Mazlumların artık kimse güveneceği muamma. Aslında HAMAS
yetkililerin Trump ve ekibine güven duymamaları gerekiyordu. Muhtemelen
duymamış olmalılar ki saldırıdan bir iki kişi hariç kayıp vermediler.
B tür saldırıların geleceği, İsrail Silahlı Kuvvetleri
Komutanı Korgeneral Eyal Zamir’in 31 Ağustos'ta yurt dışındaki Hamas
liderlerinin hedef alınacağını duyurmasından belliydi. HAMAS yetkilileri bunu
bekliyor olabilirler.
İsrail aslında bir nevi başarısız oldu. Ama bu
başarısızlığın üstünü örtmek için ABD’nin “Saldırı öncesinde Katar
bilgilendirildi” şeklindeki açıklamasına Katar’dan “ bizi bilgilendirmeleri
tamamen asılsızdır” şeklinde jet yanıt geldi.

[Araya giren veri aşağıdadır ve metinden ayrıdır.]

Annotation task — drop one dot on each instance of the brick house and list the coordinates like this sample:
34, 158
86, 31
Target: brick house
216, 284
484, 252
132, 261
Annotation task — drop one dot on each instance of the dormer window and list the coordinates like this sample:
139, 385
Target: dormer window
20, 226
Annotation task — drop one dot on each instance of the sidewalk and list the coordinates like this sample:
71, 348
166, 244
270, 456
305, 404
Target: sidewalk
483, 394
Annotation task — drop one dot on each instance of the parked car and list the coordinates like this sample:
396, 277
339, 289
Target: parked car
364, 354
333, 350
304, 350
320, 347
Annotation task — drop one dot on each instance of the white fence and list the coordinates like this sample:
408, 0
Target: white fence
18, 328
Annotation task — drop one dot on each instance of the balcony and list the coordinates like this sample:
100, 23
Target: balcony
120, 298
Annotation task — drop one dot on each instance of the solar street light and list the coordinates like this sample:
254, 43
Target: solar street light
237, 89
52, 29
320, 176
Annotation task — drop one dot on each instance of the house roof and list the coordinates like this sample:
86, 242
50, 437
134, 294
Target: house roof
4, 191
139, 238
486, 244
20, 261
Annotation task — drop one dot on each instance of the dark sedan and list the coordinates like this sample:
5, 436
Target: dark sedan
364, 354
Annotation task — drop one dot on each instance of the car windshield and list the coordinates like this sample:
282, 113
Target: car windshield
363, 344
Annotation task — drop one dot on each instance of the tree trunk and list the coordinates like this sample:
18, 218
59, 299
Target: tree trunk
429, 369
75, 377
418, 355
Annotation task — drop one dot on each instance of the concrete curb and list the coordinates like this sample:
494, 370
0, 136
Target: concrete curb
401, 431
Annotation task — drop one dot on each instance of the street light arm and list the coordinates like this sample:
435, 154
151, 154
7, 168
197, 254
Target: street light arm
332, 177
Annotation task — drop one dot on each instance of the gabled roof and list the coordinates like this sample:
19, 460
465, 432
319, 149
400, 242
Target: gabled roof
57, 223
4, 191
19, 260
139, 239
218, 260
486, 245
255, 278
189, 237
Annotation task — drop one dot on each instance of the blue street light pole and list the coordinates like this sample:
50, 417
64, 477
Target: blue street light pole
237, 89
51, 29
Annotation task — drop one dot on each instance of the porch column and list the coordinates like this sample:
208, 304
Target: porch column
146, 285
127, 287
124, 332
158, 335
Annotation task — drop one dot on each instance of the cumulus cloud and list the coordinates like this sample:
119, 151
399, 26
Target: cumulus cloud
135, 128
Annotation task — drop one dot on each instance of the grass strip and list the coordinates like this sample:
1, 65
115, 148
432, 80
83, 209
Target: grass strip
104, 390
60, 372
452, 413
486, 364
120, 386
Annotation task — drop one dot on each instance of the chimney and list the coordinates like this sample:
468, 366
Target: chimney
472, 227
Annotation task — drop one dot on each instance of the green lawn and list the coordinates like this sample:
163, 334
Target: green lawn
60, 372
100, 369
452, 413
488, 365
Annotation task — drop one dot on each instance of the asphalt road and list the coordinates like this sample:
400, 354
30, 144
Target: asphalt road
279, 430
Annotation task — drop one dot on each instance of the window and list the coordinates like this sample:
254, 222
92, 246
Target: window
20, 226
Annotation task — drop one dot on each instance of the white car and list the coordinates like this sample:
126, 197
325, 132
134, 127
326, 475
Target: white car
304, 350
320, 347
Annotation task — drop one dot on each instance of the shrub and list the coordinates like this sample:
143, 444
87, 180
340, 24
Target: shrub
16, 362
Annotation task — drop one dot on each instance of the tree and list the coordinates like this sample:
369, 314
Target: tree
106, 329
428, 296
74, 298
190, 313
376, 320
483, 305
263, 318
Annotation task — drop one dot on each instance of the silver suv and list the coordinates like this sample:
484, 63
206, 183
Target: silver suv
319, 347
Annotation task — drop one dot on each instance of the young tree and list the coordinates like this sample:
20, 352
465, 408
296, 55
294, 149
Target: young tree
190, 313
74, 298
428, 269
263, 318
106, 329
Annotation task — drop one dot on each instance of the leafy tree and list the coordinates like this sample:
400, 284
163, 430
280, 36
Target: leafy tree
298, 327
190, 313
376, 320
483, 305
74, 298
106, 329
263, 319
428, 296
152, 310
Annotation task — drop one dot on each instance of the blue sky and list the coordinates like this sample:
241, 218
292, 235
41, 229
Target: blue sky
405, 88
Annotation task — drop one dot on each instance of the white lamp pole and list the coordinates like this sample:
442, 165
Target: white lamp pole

Dünya, kendi tarihinde bu denli yüzsüzlük ve pişkinlikle
karşılaşmadı. “Katarı bilgilendirdik” yalanını söyleyen ABD bir yandan
tarafları bir araya getirirken diğer yandan bir araya getirdiği taraflardan birine
saldırı için onay verebiliyor. Trump’ın
bizzat onay verdiğini üst düzey bir İsrailli yetkili söylüyor zaten. Ve İsrail’in
bu saldırıya verdiği isim de Ateş zirvesi” oluyor.
Neyse ki toplantı halinde olan HAMAS’ın üst düzey yetkililer
Halil el-Hayya, Halid Meşal ve Zahir Caberin hayatta kalmayı başarıyor ancak yaralı
ya da sağlam olarak mı bilinmiyor.
Bilinen net bir şey var;o da bir Katar’lı subayın ve Halil
el-Hayya’nın şehit olduğudur.
Peki Halil el-Hayya kimdir?
Hayya, Haniye'nin Temmuz 2024'te İran'da
İsrail tarafından öldürülmesinden bu yana, grubun yurt dışında en etkili ismi
olarak görülüyor. Özellikle Sinwar'ın geçen ekim ayında Gazze'de şehit
edilmesiyle HAMAS’da etkinliği daha da arttı.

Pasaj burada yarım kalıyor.